# no qualification or trade where can i go



## angelmagik (Oct 12, 2007)

i know this is sad me and hubby hate the uk we are 23,22 and currently anylyse tacographs and have done since leaving school
we desperatly want to move to a country where the language is the same do we have a chance?


----------



## ricardo blue (Jun 6, 2007)

angelmagik said:


> i know this is sad me and hubby hate the uk we are 23,22 and currently anylyse tacographs and have done since leaving school
> we desperatly want to move to a country where the language is the same do we have a chance?[/QUOTe
> 
> Hi Angel...
> ...


----------



## angelmagik (Oct 12, 2007)

i dont get it? do they have lots of trucks in mexico?


----------



## SczzyBoy (Jan 1, 2008)

Curiously, you might have a good chance in Canada. It's big on long-distance trucking so there might be an opening. Have a look at the Alberta Provincial Nominee Program and see if there is a fit. You'd like it in Calgary/Edmonton - cold but clean and safe.


----------



## synthia (Apr 18, 2007)

ricardoblue was making a joke. A taco, as you doubtless know, is a common Mexican fast food. And of course the language isn't the same, as Mexicans speak Spanish.

Most countries maintain a list of needed technicians. The Australian immigration site is supposed to be very good. You can actually figure out whether you have enough points to immigrate.
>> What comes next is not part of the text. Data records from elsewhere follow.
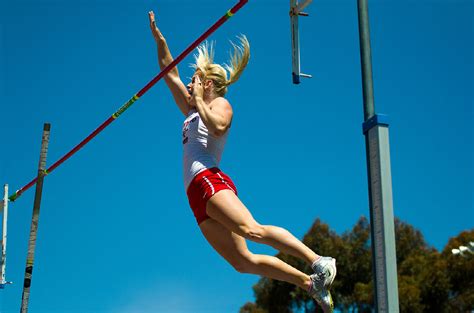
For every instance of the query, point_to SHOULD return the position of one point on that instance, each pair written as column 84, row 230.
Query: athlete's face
column 197, row 76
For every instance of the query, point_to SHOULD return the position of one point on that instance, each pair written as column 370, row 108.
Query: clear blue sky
column 116, row 233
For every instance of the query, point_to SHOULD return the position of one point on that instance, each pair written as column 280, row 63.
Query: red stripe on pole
column 216, row 25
You never know what the shortages will be. They can be surprising. Australia at one time had a shortage of people who could restore antique furniture, now they have a shortage in the trades. Ten years or so ago, the US had a shortage of landscape architects, or so I've been told.


----------



## kaz101 (Nov 29, 2007)

Hi Angelmagik, 

As Synthia suggested you can look here at Is your occupation in demand? - Workers - Visas & Immigration
to see if your skillset is in demand for Australia.

Regards,
Karen


----------



## Rudz (Apr 5, 2008)

ricardo blue said:


> angelmagik said:
> 
> 
> > i know this is sad me and hubby hate the uk we are 23,22 and currently anylyse tacographs and have done since leaving school
> ...


----------